← All Concepts
Databases
Database Sharding
Horizontally partitions data across multiple database instances to handle large datasets and high throughput.
**Sharding** splits a database into smaller pieces (shards), each stored on a separate server.
**Sharding strategies:**
- **Range-based**: Shard by value ranges (A-M on shard 1, N-Z on shard 2). Can lead to hotspots.
- **Hash-based**: Hash the shard key, mod by number of shards. Even distribution but range queries are hard.
- **Directory-based**: Lookup table maps keys to shards. Flexible but adds lookup overhead.
- **Geographic**: Shard by user region. Good for locality but uneven sizes.
**Choosing a shard key:**
- Should distribute data evenly
- Should minimize cross-shard queries
- Should align with access patterns (most queries hit one shard)
**Challenges:**
- Cross-shard joins (expensive or impossible)

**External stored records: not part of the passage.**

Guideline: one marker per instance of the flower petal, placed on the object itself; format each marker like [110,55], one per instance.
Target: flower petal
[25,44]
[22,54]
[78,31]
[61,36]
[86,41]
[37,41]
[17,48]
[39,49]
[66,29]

- Rebalancing when adding shards
- Distributed transactions
- Auto-increment IDs need a distributed ID generator
Common Use Cases
- User data partitioned by user_id
- Multi-tenant SaaS (shard by tenant)
- Time-series data (shard by time range)
- Geographic data (shard by region)
Advantages
- +Handles datasets larger than single server capacity
- +Increases read/write throughput linearly
- +Reduces index sizes per shard (faster queries)
- +Isolates failures to individual shards
Disadvantages
- -Cross-shard queries are expensive
- -Application complexity increases significantly
- -Rebalancing shards is operationally difficult
- -Distributed transactions add latency and complexity